Nonlinear Frequency Conversion
Particularly III–V semiconductors as e.g. gallium arsenide (GaAs) are very suitable for nonlinear frequency conversion, e.g. for optical parametric oscillators and amplifiers operating in the mid-infrared. For example, the d14 coefficient of GaAs is as high as 94 pm/V for frequency doubling at 4.1 μm ; that is about an order of magnitude more than for relatively highly nonlinear dielectric crystals like LiNbO3, and conversion efficiencies scale with the square of that coefficient.
Furthermore, techniques of quasi phase matching (QPM) with periodic microscopic domains in gallium arsenide (→ orientation-patterned semiconductors) have been developed, which allow one to utilize the strong nonlinearity for many nonlinear interactions with basically arbitrary involved wavelengths within the wide transparency region [6, 9].
Applications of frequency conversion with semiconductors are found for example in spectroscopy and in the military domain, e.g. infrared countermeasures.
Semiconductor materials play various central roles in optoelectronics:
- They are used for light sources, mainly in the form of semiconductor lasers of various types, most of which are laser diodes.
- Light amplification is possible with semiconductor optical amplifiers. There are also superluminescent sources based on those.
- For modulating light, e.g. in telecom transmitters, electroabsorption modulators can be used.
- There are photoconductive switches, used e.g. for photoconductive sampling and for the generation and detection of terahertz radiation.
- Besides, semiconductors are applied in photodetectors such as photodiodes and phototransistors, metal–semiconductor–metal photodetectors (MSM detectors) and other photoconductive detectors, e.g. based on Hg1−xCdxTe (MCT). Semiconductors are also used for infrared photocathodes and dynodes for photomultipliers.

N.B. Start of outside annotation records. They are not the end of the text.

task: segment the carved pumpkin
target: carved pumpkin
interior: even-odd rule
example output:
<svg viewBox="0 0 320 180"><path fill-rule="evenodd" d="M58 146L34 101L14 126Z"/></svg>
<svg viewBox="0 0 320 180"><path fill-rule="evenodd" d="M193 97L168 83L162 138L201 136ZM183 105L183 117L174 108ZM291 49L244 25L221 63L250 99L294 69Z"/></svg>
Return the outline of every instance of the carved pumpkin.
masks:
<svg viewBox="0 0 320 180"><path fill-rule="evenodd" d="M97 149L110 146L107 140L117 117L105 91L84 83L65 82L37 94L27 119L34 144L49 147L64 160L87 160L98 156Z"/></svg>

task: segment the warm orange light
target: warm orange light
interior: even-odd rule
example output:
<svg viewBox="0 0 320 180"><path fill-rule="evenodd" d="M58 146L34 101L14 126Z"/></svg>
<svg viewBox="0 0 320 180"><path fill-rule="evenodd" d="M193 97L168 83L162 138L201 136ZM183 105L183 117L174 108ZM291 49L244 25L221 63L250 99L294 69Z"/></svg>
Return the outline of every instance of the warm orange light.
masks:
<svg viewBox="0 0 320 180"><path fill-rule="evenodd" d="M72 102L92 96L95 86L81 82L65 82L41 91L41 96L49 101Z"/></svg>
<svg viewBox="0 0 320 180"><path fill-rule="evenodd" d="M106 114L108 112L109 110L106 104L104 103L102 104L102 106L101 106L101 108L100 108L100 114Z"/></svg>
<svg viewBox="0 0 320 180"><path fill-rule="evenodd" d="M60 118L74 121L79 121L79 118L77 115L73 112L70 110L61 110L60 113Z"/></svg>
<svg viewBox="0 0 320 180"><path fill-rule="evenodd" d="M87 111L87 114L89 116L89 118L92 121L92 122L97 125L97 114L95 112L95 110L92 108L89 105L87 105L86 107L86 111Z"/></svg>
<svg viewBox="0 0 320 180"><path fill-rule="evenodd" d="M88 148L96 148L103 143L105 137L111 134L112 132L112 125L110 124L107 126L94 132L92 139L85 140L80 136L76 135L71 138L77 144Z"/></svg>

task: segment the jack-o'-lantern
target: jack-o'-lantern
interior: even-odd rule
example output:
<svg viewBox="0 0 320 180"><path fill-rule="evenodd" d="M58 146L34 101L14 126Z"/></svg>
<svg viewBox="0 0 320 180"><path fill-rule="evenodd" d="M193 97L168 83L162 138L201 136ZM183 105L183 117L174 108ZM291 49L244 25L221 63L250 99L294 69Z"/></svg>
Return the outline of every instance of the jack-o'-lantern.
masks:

For photodetectors in the visible and near-infrared, one often uses silicon, which can easily be integrated with electronic components, e.g. based on the standard CMOS platform. That integration is generally more challenging for semiconductor lasers, which largely require III–V semiconductors, while most electronics are based on silicon. There are various technologies addressing that problem, either based on realizing semiconductor light sources with silicon or by combining (e.g. by wafer bonding) a silicon basis with III–V chips for optoelectronic functions. (See also the article on silicon photonics.) Besides, there are also electronics based on III–V materials, for example including very fast transistors.
Photonic integrated circuits are often developed on semiconductor platforms like indium phosphide (InP) or silicon (→ silicon photonics), or on hybrid platforms like silica-on-silicon, where the dielectric material silica is used on the semiconductor silicon. It is possible to realize waveguides for transporting light, typically with relatively large refractive index contrast, which allows for tight bending without excessive bend losses.
Thin semiconductor layers are also needed for improving the electron multiplication factor in microchannel plates.